I'm actually trying to do some test on my linear regression model with different functions as ols_vif_tol()
, ols_test_normality()
or durbinWatsonTest()
which only work with lm()
. However, I got my model using the train()
function of the caret
package.
> fitcontrol = trainControl( method = "repeatedcv", number = floor(0.4*nrow(TrainData)), repeats = RepeatsTC, returnResamp = "all", savePredictions = "all")
> BestModel = train(Formula2, data = TrainData, trControl = fitcontrol, method = "lm", metric = "RMSE")
At the end I get this output:
> BestModel
Linear Regression
10 samples
1 predictor
No pre-processing
Resampling: Cross-Validated (4 fold, repeated 100 times)

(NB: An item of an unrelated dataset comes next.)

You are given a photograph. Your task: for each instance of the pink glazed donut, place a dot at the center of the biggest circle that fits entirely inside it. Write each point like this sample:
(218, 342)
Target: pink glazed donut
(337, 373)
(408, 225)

Summary of sample sizes: 7, 8, 8, 7, 7, 8, ...
Resampling results:
RMSE Rsquared MAE
10.75823 0.8911761 9.660638
Tuning parameter 'intercept' was held constant at a value of TRUE
What I want is to have this output:
> GoodModel = lm(Formula2, data = FinalData)
> GoodModel
Call:
lm(formula = Formula2, data = FinalData)
Coefficients:
(Intercept) Evol.INDUS.PROD
4.089 3.908
So, even if I used method = "lm"
I don't have the same output which to give me an error when I do my tests.
> ols_test_normality(BestModel)
Error in ols_test_normality.default(BestModel) : y must be numeric
> ols_test_normality(GoodModel)
-----------------------------------------------
Test Statistic pvalue
-----------------------------------------------
Shapiro-Wilk 0.9042 0.1528
Kolmogorov-Smirnov 0.1904 0.6661
Cramer-von Mises 1.1026 0.0010
Anderson-Darling 0.4615 0.2156
-----------------------------------------------
I know there is a as.lm
function but I tried it and I don't have a version that can use it.
Does someone know how to get the same form as the lm()
function after using train
or a way to use the output of BestModel to do those tests?
EDIT
Here is a simpler case that gives rise to the same error and where you can try different tests.
install.packages("olsrr")
install.package("caret")
library(olsrr)
library(caret)
first = sample(1:10, 10, rep = TRUE)
second = sample(10:20, 10, rep = TRUE)
third = sample(20:30, 10, rep = TRUE)
Df = data.frame(first, second, third)
Df
#Create a model with lm
Model1 = lm(first ~ second + third, data = Df)
Model1
summary(Model1)
ols_test_normality(Model1)
#Create a model with caret::train
Fold = sample(1:nrow(Df) ,size = 0.8*nrow(Df), replace = FALSE)
TrainData = Df[Fold,]
TestData = Df[-Fold,]
fitcontrol = trainControl(method = "repeatedcv", number = 2, repeats = 10)
Model2 = train(first ~ second + third, data = TrainData, trControl = fitcontrol, method = "lm")
Model2
summary(Model2)
ols_test_normality(Model2)
Thank you